Я на мгновение задумался, прежде чем добавить:
– Закон всем предоставляет равные права. Как и мораль.
Он кивнул, отступая в сторону.
Лицо его вновь стало непроницаемым; но на короткое мгновение, предшествовавшее этому, я увидел на нем горечь, смешанную с торжеством.
– Эльфийские законы, – произнес он. – Один из вас – демон, жадный и безжалостный. Гораздо сильнее того, который погубил моего отца. Но эльфийские законы защищают одних лишь эльфов, какими бы преступниками те ни были.
Он хотел сказать еще что-то, но чувства ярости и унижения, причины которых находились не в нас, но в его воспоминаниях, не дали ему выразить вслух мучившие его мысли.
– Проходите, – бросил он.
Шериф шагнул первым; я и Франсуаз последовали за ним.
Когда я входил в низкую металлическую дверь, комендант остановил меня.
– Откуда… – он запнулся, – откуда вам известно о моем прошлом?
– У нас свои источники информации, – тихо ответил я.
Он усмехнулся.
– Вы не хотите говорить. Вы, эльфы, всегда считали себя лучше других. Но вам и не надо отвечать – я знаю, кто рассказал вам обо мне.
– И кто же? – спросил я.
Я сомневался, что он знает ответ, и спросил просто так, с легкой насмешкой.

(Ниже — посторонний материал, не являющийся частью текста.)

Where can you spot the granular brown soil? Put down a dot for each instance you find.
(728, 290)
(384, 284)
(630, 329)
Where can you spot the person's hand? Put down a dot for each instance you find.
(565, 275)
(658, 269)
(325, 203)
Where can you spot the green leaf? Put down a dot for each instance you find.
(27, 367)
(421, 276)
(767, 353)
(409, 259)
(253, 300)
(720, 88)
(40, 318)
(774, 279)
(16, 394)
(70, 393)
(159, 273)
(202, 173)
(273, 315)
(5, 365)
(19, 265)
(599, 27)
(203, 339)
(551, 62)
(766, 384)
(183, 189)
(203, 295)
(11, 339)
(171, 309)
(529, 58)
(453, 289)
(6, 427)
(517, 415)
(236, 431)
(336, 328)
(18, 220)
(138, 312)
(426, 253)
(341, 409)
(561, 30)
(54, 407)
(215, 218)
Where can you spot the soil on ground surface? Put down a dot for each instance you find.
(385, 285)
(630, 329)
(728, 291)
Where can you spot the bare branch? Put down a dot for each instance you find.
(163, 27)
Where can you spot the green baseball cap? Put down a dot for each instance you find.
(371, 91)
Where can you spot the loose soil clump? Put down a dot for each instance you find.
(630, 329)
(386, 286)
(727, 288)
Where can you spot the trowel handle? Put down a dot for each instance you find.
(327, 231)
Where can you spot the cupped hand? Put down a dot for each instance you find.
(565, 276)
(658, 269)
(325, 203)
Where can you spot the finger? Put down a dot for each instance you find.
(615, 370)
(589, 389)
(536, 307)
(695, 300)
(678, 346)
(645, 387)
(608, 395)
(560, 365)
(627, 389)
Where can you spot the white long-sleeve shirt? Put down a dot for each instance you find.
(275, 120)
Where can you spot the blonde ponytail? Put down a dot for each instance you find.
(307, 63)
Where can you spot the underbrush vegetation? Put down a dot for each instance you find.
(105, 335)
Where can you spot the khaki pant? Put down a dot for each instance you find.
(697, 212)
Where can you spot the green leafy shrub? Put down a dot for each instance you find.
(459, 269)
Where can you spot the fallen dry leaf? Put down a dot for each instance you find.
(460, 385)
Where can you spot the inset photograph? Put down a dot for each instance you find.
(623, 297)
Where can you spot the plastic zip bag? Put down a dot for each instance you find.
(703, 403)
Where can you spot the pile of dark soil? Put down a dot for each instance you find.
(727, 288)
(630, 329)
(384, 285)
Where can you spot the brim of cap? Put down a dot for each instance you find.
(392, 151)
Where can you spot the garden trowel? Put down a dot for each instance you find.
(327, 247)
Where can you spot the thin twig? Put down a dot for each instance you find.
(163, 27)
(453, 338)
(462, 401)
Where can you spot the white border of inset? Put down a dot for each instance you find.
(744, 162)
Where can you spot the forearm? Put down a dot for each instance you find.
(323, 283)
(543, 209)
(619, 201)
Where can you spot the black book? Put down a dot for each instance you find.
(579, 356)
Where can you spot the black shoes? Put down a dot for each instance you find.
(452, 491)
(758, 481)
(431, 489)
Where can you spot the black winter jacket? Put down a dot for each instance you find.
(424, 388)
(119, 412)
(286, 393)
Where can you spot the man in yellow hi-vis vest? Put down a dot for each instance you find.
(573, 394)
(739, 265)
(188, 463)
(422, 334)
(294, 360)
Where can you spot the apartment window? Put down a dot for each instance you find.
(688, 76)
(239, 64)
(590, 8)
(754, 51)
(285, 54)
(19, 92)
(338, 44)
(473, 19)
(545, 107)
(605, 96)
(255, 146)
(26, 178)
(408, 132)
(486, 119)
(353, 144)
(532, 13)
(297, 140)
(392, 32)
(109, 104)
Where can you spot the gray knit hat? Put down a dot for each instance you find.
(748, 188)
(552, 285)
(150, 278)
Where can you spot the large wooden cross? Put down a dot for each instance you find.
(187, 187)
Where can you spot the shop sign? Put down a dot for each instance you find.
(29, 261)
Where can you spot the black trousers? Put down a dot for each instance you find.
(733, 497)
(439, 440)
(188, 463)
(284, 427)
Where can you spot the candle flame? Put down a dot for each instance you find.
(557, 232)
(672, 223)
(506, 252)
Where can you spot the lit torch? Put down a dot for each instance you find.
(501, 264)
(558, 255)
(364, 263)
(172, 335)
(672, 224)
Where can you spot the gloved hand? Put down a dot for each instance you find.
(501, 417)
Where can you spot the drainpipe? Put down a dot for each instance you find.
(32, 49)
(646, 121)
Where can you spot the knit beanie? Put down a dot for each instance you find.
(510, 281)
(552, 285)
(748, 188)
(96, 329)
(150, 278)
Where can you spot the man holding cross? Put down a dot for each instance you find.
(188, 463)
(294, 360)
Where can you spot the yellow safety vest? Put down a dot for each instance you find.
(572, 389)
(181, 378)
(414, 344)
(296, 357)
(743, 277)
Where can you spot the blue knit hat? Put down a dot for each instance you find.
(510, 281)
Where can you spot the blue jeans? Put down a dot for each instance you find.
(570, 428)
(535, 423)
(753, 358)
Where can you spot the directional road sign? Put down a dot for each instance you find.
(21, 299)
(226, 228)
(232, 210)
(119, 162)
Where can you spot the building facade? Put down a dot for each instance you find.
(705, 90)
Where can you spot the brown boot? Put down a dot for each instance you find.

– Рон Педро, – ответил он. – Огр, который держит в городе Темных Эльфов аспониканский бар. Он помогает нелегальным эмигрантам и укрывает у себя всю нечисть, которой здесь, в Аспонике, мы прижигаем хвост.
– Вот как?
– Я помню его отца, Мигеля Педро, – продолжал комендант. – Я помню, как его били плетьми, привязав к высокому столбу. Тогда я только поступил на службу к шерифу.
Федеральный шериф, настоящий, а не тот, при котором начинал свою деятельность комендант тюрьмы, окликнул меня:
– Эй, я не собираюсь вас ждать!
– Нам надо было сжечь старшего Педро прямо тогда, – сказал комендант. – Привязанного к столбу. Не стоило ждать, пока наступит рассвет. Он сбежал, воспользовавшись темнотой.
Я повернулся и пошел за шерифом.
– С тех пор, – произнес комендант, – я не допускаю этой ошибки.
– Что, один из вас в самом деле не человек? – спросил шериф.
Двое охранников сопровождали нас, и я слышал за спиной стук их сапог. Они больше не держали на изготовку свои штурмовые винтовки, световой блик, опережая нас, спешил по матовой поверхности потолка.
– Я, – ответила девушка.
Прошла пара мгновений, прежде чем шериф произнес:
– И вы в самом деле питаетесь душами людей?
Франсуаз усмехнулась.
– Это не больно, шериф.
– Ничего больше не хочу знать, – сказал он, и мне показалось, что он смущен.
Раздвигающиеся двери были широкие, как у грузовых лифтов. Когда они растворились полностью, я увидел еще двоих охранников.
– А мне казалось, что на континенте больше нет работы для мальчиков-лифтеров, – пробормотал я.
На утопленной в серый металл панели было больше кнопок, чем положено обыкновенному лифту. Один из охранников приложил палец к маленькому зеленому окошку, и двери начали сходиться за нашими спинами.
На каждой из дверей был изображен герб Аспоники. Довольно грубо, и цвета не совсем те, но это был он.
– Фальшивая монета, – сказал я. Девушка усмехнулась.
– Что? – спросил шериф. Он снова был настороже.
– Двери лифта, – пояснила Франсуаз. – Герб нарисован на обеих сторонах – наружной и внутренней. Как на фальшивой монете.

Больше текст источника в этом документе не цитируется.